Nun betrachtet er eine ganz andere Sache – „wenn ich die Sonne sah, wie sie glänzte, und den Mond in Pracht dahinziehen“ (V. 26a), das heißt in der Art und Weise irgendeiner Anbetung; in der Verneigung vor der Sonne oder dem Mond, was die früheste Form des Götzendienstes war. Wir hören nicht von Baals oder Astorets oder irgendeiner der schändlichen Götzenbilder und Schlechtigkeiten heidnischer Anbetungsobjekte; aber hier war ein Werk Gottes von höchster Natur, aber keine Anlehnung daran in irgendeiner Weise – „und mein Herz im Geheimen verführt wurde und mein Mund meine Hand geküsst hat“ – auch nicht die geringste Form der Anerkennung des Geschöpfes! – „auch das wäre eine gerichtlich zu strafende Ungerechtigkeit; denn Gott droben hätte ich verleugnet“ (V. 27.28). Da haben wir eine sehr solide Lehre. „Wenn ich mich freute über das Unglück meines Hassers und aufjauchzte, als Böses ihn traf“ (V. 29) – eine sehr häufige Schlinge für Menschen. Sie haben eine kleine Freude, wenn ihre Widersacher zu Schaden kommen oder bedrängt werden. „... (nie habe ich ja meinem Gaumen erlaubt zu sündigen, durch einen Fluch seine Seele zu fordern); wenn die Leute meines Zeltes nicht gesagt haben: Wer wäre nicht von seinem Fleisch satt geworden! (der Fremde übernachtete nicht draußen, ich öffnete dem Wanderer meine Tür): Wenn ich, wie Adam, meine Übertretungen zugedeckt habe, verbergend in meinem Innern meine Ungerechtigkeit, weil ich mich fürchtete vor der großen Menge“ (V. 30‒34a) – wir sehen, dass er mit der sehr bemerkenswerten und ergiebigen Geschichte des Falles Adams bestens vertraut war. Dort haben wir genau das, was jeder, der jetzt mit dem Licht Christi zurückblickt, auch sieht. Da war die große Sünde Adams. Anstatt sich vor Gott zu demütigen und zu Ihm zu gehen, um Ihm zu sagen, wie er sich selbst entehrt hatte, versteckte sich Adam; und die Kleidung, die er anlegte, zeigte, dass er nicht mehr unschuldig war.

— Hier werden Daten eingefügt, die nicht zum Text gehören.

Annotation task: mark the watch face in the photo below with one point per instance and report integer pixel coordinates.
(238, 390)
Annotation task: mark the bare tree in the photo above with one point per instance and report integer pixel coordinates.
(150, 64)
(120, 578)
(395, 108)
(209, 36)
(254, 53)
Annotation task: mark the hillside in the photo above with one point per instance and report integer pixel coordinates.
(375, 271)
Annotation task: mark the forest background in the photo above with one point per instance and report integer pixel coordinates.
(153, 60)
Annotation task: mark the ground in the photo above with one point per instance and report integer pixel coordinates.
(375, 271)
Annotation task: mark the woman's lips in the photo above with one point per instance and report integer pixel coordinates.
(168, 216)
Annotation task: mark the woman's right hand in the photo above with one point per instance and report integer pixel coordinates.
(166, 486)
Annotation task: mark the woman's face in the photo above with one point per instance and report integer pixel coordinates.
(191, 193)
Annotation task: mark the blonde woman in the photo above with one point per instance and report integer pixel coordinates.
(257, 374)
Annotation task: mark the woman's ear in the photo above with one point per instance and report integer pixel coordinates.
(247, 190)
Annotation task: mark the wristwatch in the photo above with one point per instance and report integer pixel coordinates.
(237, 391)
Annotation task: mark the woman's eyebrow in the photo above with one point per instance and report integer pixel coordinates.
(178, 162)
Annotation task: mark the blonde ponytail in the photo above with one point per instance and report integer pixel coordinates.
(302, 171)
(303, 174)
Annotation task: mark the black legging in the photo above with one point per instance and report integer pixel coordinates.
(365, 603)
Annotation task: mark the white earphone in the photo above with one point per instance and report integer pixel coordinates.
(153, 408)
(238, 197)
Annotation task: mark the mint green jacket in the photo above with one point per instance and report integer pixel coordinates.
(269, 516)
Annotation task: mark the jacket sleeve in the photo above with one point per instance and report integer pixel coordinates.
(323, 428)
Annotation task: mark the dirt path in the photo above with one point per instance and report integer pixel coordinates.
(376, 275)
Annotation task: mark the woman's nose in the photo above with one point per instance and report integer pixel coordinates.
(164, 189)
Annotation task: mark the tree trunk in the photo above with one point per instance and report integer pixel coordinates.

„O dass ich einen hätte, der auf mich hörte“ (V. 35a). Hier ist nun Hiobs letzter Appell. „Hier ist meine Unterschrift – der Allmächtige antworte mir! –“ (V. 35b) – Hiob wollte, dass jemand darüber sprechen könnte – „und die Schrift, die mein Gegner geschrieben hat! Würde ich sie nicht auf meiner Schulter tragen“ – wenn jemand, der ihm Böses wollte, Anklage erheben würde „würde ich sie“, sagt er, „auf meine Schulter tragen, sie mir umbinden als Krone“ (V. 35c‒36) – denn er war überzeugt, dass es falsch war. „Ich würde ihm die Zahl meiner Schritte mitteilen, würde ihm nahen wie ein Fürst“ (V. 37). Ich denke, Ihm nahen, ist zum Herrn. „Wenn mein Acker über mich schreit und seine Furchen allesamt weinen, wenn ich seinen Ertrag ohne Zahlung verzehrt habe und die Seele seiner Besitzer aushauchen ließ, so mögen Dornen statt Weizen und Unkraut statt Gerste hervorkommen! Die Worte Hiobs sind zu Ende“ (V. 38‒40).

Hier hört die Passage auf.